A display driver for LS013B7DH03 entirely in the ESP32 chip's ULP coprocessor
I’ve been working with Sharp’s LS013B7DH03 memory LCD. While looking for a driver to use with MicroPython I realised that they all invert some COM signal every time they update the display, usually with a vague comment about how you have to update the display regularly. The EXTCOMIN and EXTMODE pins also baffled me until I eventually found this handy bit of documentation by Peter Hinch that explains it.
So basically one way or another the COM signal has to be inverted regularly or you’ll gradually damage the LCD. I agree that doing that in software seems to be easier. For my application I want to keep the ESP32 in deep sleep as long as possible and waking from deep sleep takes a significant part of a second, so waking every second or so to invert the signal is out of the question.
The ESP32 also has a ULP (Ultra Low Power) Coprocessor, so I got the idea to use that to periodically invert the COM signal. But then I thought.. Is it possible to just have the entire display driver live in the ULP processor with the entire display buffer in the 8K of RTC memory along with the code? And the answer turns out to be.. kinda. But it is just a bit too slow.
The ULP is extremely limited. It has 4 general purpose registers, a weird hidden 8-bit register that’s only really useful for loops and very few instructions. It is clocked from the ±8Mhz clock. Seems like you can maybe also clock it from 40Mhz/4 = ±10Mhz but I haven’t figured out how to do that yet. Instructions take 4, 6, 8 or 12 clock cycles to execute and load the next instruction. The macros for reading/writing peripheral registers take who knows how many more. It can only access memory at 32-bit word boundaries, but it can only read/write to the lower 16 bits. The upper 16-bits of each 32-bit word is inaccessible.
The display is 128x128 monochrome, so a full screen buffer is 2048 bytes, but because half the memory is inaccessible it actually takes 4096 bytes, or 1024 32-bit words. ie. exactly half of the 8K of RTC memory. The ULP is designed to do ADC readings or monitor something over an I2C bus or maybe check some pins and then wake up the main processor. The display talks SPI, the ULP has no access to SPI hardware. So I would have to bitbang it..
I’ve never written anything in assembly before (let alone for such an obscure target), so I had no feel for what kind of speed I’d get. I decided to just wing it and if it doesn’t work out I could always go back to plan A which was to only run the ULP while the main processor is asleep and have the main processor take over the SPI bus to quickly update the display otherwise.
So my driver borrows from MicroPython nano-gui’s driver in that it subclasses framebuf.FrameBuffer, but all the Python code does is it has a 2048 byte screen buffer that it copies over to the RTC memory in the “only use half of it” weird style that the ULP understands. This way it can behave just like a normal MicroPython framebuffer display driver. The ULP code basically then just stores the last COM signal, wakes up periodically, inverts it and copies the buffer contents to the display from that patch of RTC memory. Then goes back to sleep.

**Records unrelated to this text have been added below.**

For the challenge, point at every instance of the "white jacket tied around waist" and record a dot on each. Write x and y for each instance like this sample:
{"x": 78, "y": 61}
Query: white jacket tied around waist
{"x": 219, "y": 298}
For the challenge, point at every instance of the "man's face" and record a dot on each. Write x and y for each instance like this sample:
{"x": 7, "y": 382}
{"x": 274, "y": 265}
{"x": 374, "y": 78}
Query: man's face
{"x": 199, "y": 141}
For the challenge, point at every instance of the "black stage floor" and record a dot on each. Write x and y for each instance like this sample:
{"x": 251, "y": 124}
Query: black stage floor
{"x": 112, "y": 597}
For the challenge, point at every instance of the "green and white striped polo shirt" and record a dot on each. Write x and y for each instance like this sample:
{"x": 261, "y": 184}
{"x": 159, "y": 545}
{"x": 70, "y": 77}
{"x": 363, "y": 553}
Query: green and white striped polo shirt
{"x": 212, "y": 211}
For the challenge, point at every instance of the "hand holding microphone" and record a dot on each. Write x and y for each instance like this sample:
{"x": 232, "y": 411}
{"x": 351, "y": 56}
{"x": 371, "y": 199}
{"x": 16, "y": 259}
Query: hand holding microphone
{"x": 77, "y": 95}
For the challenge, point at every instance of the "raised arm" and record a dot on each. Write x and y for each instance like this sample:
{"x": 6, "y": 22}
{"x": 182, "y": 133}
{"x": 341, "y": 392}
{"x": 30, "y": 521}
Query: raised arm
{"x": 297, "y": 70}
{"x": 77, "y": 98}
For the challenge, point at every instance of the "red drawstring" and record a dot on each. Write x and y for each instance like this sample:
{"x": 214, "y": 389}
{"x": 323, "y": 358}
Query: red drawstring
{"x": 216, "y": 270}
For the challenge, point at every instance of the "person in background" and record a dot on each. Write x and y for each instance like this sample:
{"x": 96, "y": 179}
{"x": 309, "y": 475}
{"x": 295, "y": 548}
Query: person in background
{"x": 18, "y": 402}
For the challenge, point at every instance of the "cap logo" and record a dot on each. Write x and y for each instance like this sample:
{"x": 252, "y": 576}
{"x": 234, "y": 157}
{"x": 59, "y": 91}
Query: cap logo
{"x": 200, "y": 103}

I optimised this a fair amount and.. it takes about 140ms-ish according to my oscilloscope to copy over a frame. I can maybe get that down closer to 100ms which would be 10 frames per second and I could maybe boost that by a further 20% if I can switch to a faster clock, but that’s still gonna be in the range of 10 FPS for full screen updates which isn’t great. It should be possible to speed up “off” pixels by a bit and to make it only update changed lines, but I’m not crazy about those limitations - I like things to perform predictably.
This was interesting and I learned a lot. I put my hacky code up as a Gist.
What I’ll rather end up doing would be to copy the frame data to the display using the main processor from the main program and then only use the ULP during deep sleep with the “maintain memory internal data” mode where you send it one byte including the inverted COM bit. I was hoping to avoid that because that has different bits of complexity: You have to make sure that control of the SPI line gets properly handed off between the main processor and the ULP.